CB: I've experimented with different timelines. I set intentions daily, weekly, and yearly.
For today: 1) Write for 60 hyper focused minutes, which means distraction-free. 2) Pack and prepare for a trip I'm going on tomorrow. 3) Have fun in a few interviews I have today.
The intentions aren't always to do something intense. They're often to rest and recharge.
My yearly intentions are—and these are both personal and work ones—first, earn out the advance of Hyperfocus. Second, give talks that change lives. And third, incubate and begin thinking about a potential third book down the line. Personal intentions: Overhaul my body composition through fitness and a healthy gut; develop deeper relationships in life; and the third is a retirement savings goal for the year.
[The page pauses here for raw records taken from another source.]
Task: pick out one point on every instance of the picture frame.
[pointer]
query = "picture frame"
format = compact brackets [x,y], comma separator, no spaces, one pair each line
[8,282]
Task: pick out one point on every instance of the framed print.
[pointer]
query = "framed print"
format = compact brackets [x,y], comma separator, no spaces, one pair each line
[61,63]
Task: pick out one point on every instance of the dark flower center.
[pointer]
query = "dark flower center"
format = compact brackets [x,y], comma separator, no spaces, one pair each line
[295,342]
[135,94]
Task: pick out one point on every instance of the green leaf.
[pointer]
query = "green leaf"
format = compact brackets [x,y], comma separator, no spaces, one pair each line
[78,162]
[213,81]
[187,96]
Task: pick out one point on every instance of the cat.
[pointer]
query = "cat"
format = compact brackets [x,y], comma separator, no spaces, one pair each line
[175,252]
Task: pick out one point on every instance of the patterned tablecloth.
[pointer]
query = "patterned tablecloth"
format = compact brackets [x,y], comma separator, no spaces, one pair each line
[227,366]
Some of these are difficult to measure. How do you measure whether you changed lives after a speaking engagement? But I review this list every week to make sure I'm acting toward these goals and that I'm on track. What you do on a daily basis feeds into what you want to accomplish on a weekly basis. And what you do on a weekly basis feeds into the goals that are on the longer-term list.
JD: On a lighter note, you already mentioned you use Things. Do you have any other apps, websites, books, games, lifestyle stuff—anything else you're into that you want to share?
CB: I'm really into knitting right now.
I try to use very few apps. I use Things, as well as Simplenote for capturing ideas. I'm really into my happy light because it gets dark here in Canada.
JD: That's a UV light that replicates natural light, right?
CB: Yeah. It's a good boost.
These days I'm really into recharging and resting. After big projects and accomplishments, we don't give ourselves enough time to rest. Publishing a book is like that. You go from doing so many interviews and being on all the time, and right now I'm doing a lot of talks. I really believe that after we ship a big project, we need to reward ourselves. We need to come down off of it.
Interview conducted November 14, 2018.